In these Lessons we make the following distinction. A “data frame” stores values in the strict format of rows and columns described previously. Data frames are “machine readable.”

The data scientist working with data frames often seeks to create a display intended for human eyes. A “table” is one kind of display for humans. Since humans have common sense and have learned many ways to communicate with other humans, a table does not have to follow the restrictions placed on data frames. Tables are not necessarily organized in strict row-column format, can include units for numerical quantities and comments. An example is the table put together by Francis Galton (Figure 1.4) to organize his measurements of heights.

An excerpt from Francis Galton’s notebook
Figure 1.4: An excerpt from Francis Galton’s notebook recording the heights of parents and children in London in the 1880s.

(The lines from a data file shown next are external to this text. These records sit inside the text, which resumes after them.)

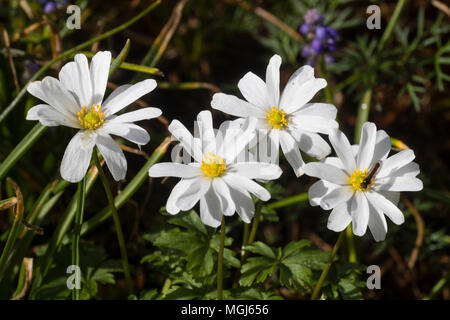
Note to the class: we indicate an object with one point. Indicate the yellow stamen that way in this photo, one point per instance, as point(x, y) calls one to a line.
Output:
point(213, 165)
point(356, 178)
point(91, 118)
point(276, 118)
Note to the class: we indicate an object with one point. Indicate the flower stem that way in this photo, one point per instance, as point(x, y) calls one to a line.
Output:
point(76, 231)
point(319, 284)
point(220, 260)
point(120, 238)
point(255, 224)
point(352, 256)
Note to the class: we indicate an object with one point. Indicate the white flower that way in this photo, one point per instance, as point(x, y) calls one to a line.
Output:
point(341, 190)
point(221, 183)
point(75, 100)
point(289, 120)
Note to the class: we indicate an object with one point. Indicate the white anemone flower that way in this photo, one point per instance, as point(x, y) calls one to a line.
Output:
point(216, 177)
point(356, 196)
point(76, 100)
point(287, 120)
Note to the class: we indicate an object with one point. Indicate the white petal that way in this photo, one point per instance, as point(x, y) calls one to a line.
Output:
point(53, 93)
point(312, 143)
point(326, 172)
point(395, 162)
point(273, 80)
point(382, 146)
point(170, 169)
point(340, 217)
point(210, 211)
point(300, 89)
point(190, 145)
point(343, 150)
point(129, 131)
point(235, 144)
point(410, 170)
point(128, 96)
point(178, 190)
point(49, 116)
point(334, 161)
point(234, 180)
point(243, 202)
point(234, 106)
point(75, 76)
point(336, 197)
point(292, 152)
point(392, 196)
point(257, 170)
point(385, 206)
point(318, 190)
point(324, 110)
point(113, 155)
point(377, 224)
point(99, 72)
point(398, 184)
point(366, 145)
point(254, 90)
point(192, 195)
point(314, 123)
point(223, 193)
point(138, 115)
point(206, 132)
point(77, 156)
point(360, 214)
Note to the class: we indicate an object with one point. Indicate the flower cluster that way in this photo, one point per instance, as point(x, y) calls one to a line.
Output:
point(50, 6)
point(361, 185)
point(321, 38)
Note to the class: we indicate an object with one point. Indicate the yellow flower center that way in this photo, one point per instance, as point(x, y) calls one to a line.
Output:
point(276, 118)
point(357, 178)
point(91, 118)
point(213, 165)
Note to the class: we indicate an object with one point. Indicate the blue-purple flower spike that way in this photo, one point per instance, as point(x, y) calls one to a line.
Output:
point(321, 39)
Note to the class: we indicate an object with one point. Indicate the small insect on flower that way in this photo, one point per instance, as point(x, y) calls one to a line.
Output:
point(76, 100)
point(217, 178)
point(372, 173)
point(287, 120)
point(363, 184)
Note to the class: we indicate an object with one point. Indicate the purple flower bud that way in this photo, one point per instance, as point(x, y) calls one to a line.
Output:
point(321, 32)
point(49, 7)
point(331, 32)
point(329, 59)
point(312, 16)
point(331, 45)
point(304, 28)
point(306, 51)
point(317, 45)
point(311, 62)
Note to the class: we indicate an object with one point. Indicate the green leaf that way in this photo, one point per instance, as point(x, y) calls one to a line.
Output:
point(262, 249)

We make the distinction between a data frame (for data storage) and a table (for communicating with humans) because many of the operations discussed in later lessons serve the purpose of transforming data frames into human-facing displays such as graphics (Lesson 2) or tables (Enrichment topic 6.6.)

As you get started with R, the interactive R chunks embedded in the text will suffice. On the other hand, many people prefer to use a more powerful interface, called RStudio, that allows you to edit and save files, and provides a host of other services.

There are several ways to access RStudio. For instance, it can be installed on a laptop. (Instructions for doing this are available. Use a web search to find them.) It can also be provided by a web “server.” Many colleges, universities, and other organizations have set up such servers. If you are taking a course or working in a job, your instructor or boss can tell you how to connect to such a server.

One of the nicest RStudio services is provided by posit.cloud, a “freemium” web service. The word “freemium” signals that you can use it for free, up to a point. Fortunately, that point will suffice for you to follow all of these Lessons.

  1. In your browser, follow this link. This will take you to posit.cloud and, after asking you to login via Google or to set up an account, will bring you to a page that will look much like the following. (It may take a few minutes.)

  1. On the left half of the window, there are three “tabs” labelled “Console,” “Terminal,” and “Background Jobs.” You will be working in the “Console” tab. Click in that tab and you will see a flashing | cursor after the > sign.

Each time you open RStudio, load the {LSTbook} package using this command at the prompt in the “console” tab.

All the R commands used in this book work exactly the same way in the embedded R chunks or in RStudio.

We are not doing full justice to the variety of possible variable types by focusing on just two type: quantitative and categorical. You should be aware that there are other kinds, for example, photographs or dates.